This post is about listening to that little, insistent voice that tells you where you should go. And also one other thing.
Last summer I was pulling out of a year-long tailspin that included (not necessarily in order of importance): race failures, a horrible running injury, my coach moving away, a bad bout of major depression and a truly alarming series of medical crises in my family. It sucked. It really, really sucked.
Things had started to look up in June and, as part of my “let’s get back to life” strategy I was forcing myself to go do things. If a social or cultural opportunity came my way, I told myself, I was going to take it. So when an invitation to see the world premiere of this show landed in my inbox in early July, I was open to it. But then immediately I closed myself off to it.
I almost didn’t go for a variety of reasons: I would have to drive all the way to Brooklyn; it was going to be hot that day; and I didn’t even like theatre all that much (at the time). But mostly it was because the words “one person show” strike fear into my heart. When it goes wrong, it goes terribly wrong. I didn’t want to spend an entire afternoon pretending to like someone else’s navel-gazing piece of garbage and, empathetic person that I tend to be, also suffering the vicarious sadness of watching her creative dream go down in flames.
I almost didn’t go. But something told me I should go. So I went.
I loved the show. I hung around afterwards. Then I asked the creator and star out to lunch about a week later. We became good friends. She gave me a ton of encouragement. Over the coming months, I changed. I got interested in doing something with my own writing. Then I got interested in performing. That led to a storytelling class and, now, an acting class. In the meantime, I helped out with the one woman show’s fall run, helping to promote the thing and get other people to go see it. For many months I existed in a kind of weird limbo: half fan and half unofficial team member. I didn’t have any idea where any of this was going. It didn’t matter. I just went with it.
Now it’s nearly a year later and I’m fully in the vortex that is ENDURE: A Run Woman Show. And, you know, I still have no idea where this is going. But it doesn’t matter. I’m still feeling like I should go. So I’m going.

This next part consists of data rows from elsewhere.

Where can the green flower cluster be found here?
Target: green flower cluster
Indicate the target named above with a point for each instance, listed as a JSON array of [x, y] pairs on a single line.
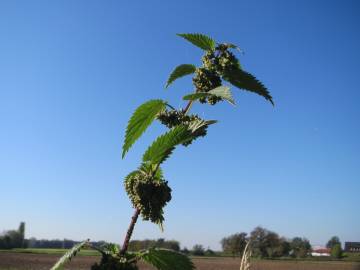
[[148, 192], [216, 64], [172, 118]]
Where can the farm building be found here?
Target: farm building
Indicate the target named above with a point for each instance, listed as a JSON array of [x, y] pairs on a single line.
[[352, 246]]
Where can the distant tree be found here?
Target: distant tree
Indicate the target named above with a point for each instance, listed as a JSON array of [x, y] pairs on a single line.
[[265, 243], [258, 242], [300, 247], [198, 250], [234, 244], [185, 251], [336, 251], [284, 248], [333, 242]]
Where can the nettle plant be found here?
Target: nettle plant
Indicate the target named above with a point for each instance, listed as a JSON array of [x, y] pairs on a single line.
[[146, 187]]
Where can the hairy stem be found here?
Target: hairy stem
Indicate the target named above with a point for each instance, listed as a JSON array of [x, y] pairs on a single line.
[[137, 210], [129, 232]]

Where am I going? Well, actually, I’m going to London and Scotland. With this show. This summer. I have a title (Associate Producer), which I am totally unqualified to hold, probably, except that I seem to be pretty good at what I’ve been asked to do so far. I’m project managing the tour. I’ll be doing other things at the actual shows, all of them unglamorous. I can’t wait.
The tour is almost paid for. But not quite. The point of this post wasn’t to ask you for money. It was to tell you to pay attention to your instincts and honor the things that engage you, no matter how foreign, nebulous or terrifying.
But as long as I have your attention, I may as well ask you for money. Can we please have some money?
This show is the real deal. Please support it, so we can bring it to you, wherever you are, eventually.